Having employees work in multiple locations has long presented challenges related to physical and cybersecurity. The pandemic has amplified the risks but also raised awareness of the issue. Today’s employees, as well as contractors, can work pretty much anywhere—but still expect uniform, streamlined access to physical and virtual resources. Legacy identity management and access control systems are straining under the new reality.
Accelerating Trends in Multi-Location Workforces
If you drive on the Interstate, you’ll see branch offices of major corporations set off to the side of the road. What you may not realize is that even before the pandemic, a lot of these offices were half empty. Fewer employees are regularly showing up at their official workplaces. Instead, they might be on the road or getting their work done at shared office space facilities. They might be working from home.
The pandemic greatly accelerated these trends. The traditional “badge in” to enter the premises and start the workday is no longer a constant for the multi-location workforce. Indeed, many of today’s work sites lack coherent physical access controls—certainly not anything that’s easy to track.
The nature of the workforce is evolving in parallel. A business may employ some full-time employees, but supplement them with in-house contractors, off-site contractors and vendors, such as advertising agencies. Some of the people in this hybrid workforce will need a mix of physical and virtual/systemic access to corporate resources.
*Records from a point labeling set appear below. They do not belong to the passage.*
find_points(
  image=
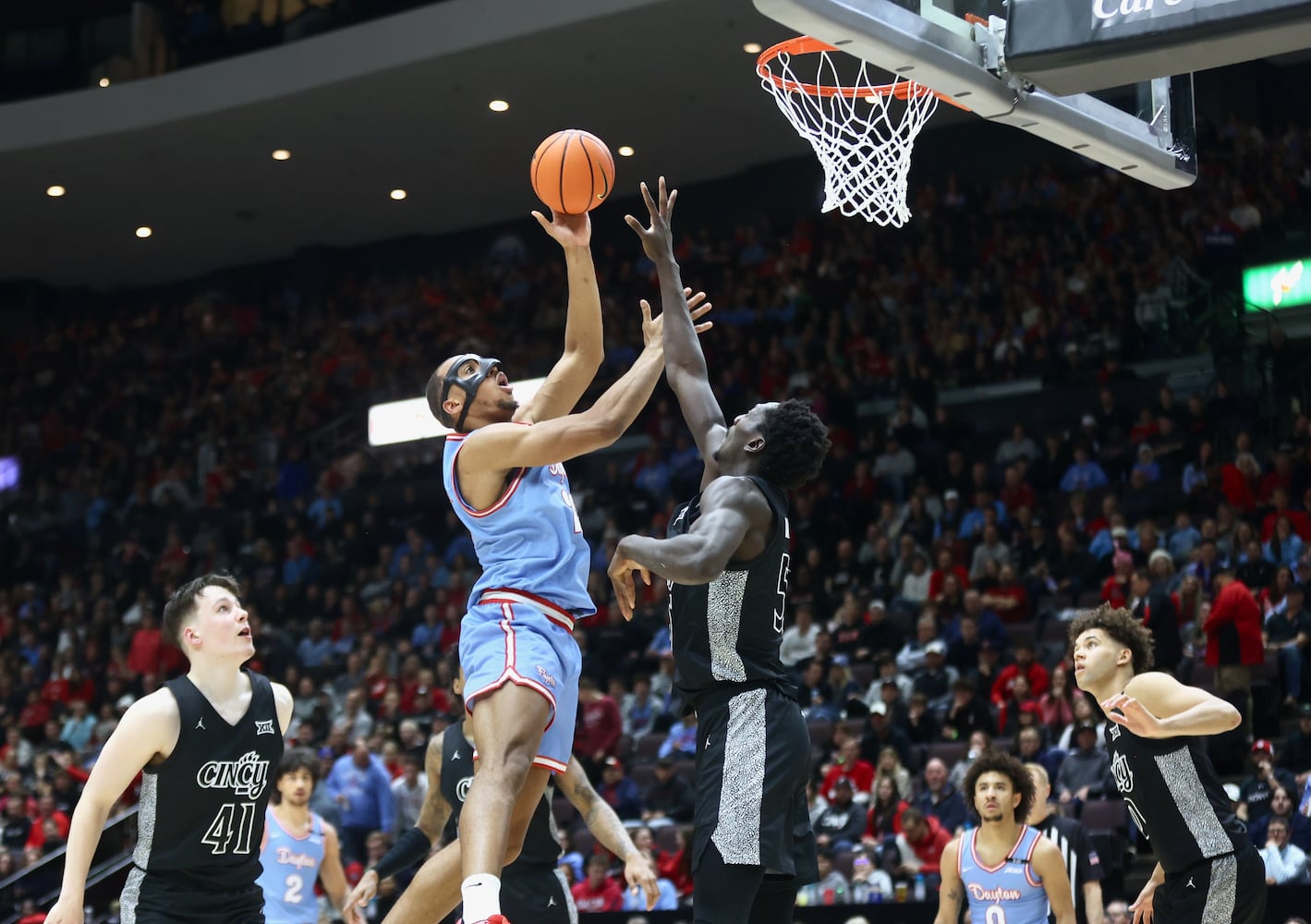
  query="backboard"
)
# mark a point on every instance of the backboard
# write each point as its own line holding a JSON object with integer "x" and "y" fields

Security Risks in Multi-Location Workforces
If you’re an executive, you have a fiduciary duty as a corporate officer to protect the shareholder’s assets from risk. This includes protecting intellectual property assets, which are now almost always digital, along with more familiar digital assets like databases, applications and networks. You’re also tasked with defending physical assets like office facilities and equipment.
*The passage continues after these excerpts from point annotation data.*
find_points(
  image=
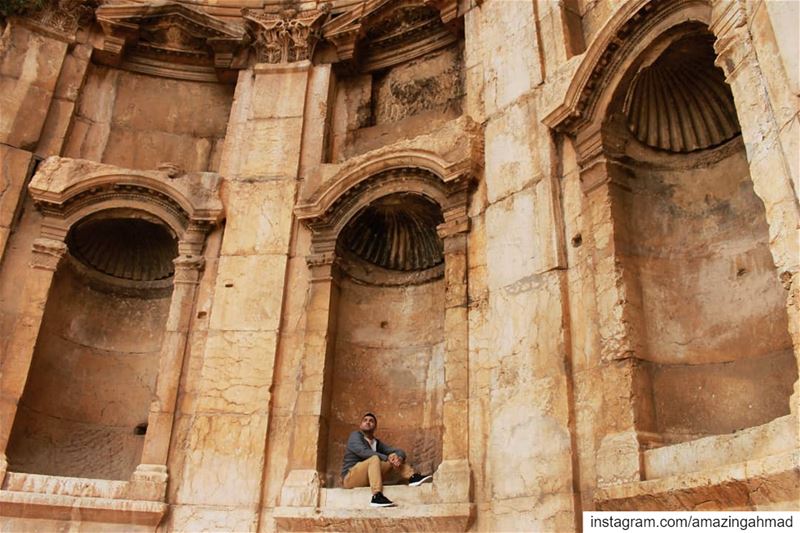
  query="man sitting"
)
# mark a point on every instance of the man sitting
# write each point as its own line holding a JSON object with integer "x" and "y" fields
{"x": 370, "y": 462}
Cyber and physical security, once separate areas of responsibility, are increasingly merging. For example, if a former employee enters a corporate site and removes a laptop with working network access credentials, he or she has just compromised both the physical and cyber domains. Alternatively, if a Wi-Fi password is taped to the wall, an uninvited visitor can log onto the network.
Risks include data breach and digital vandalism. A malicious actor can steal equipment or abuse the phone system. Safety can be an issue, too, if the site owner does not know who is on the premises. If an employee is assaulted while on-site, that can create liability and reputational damage for the business.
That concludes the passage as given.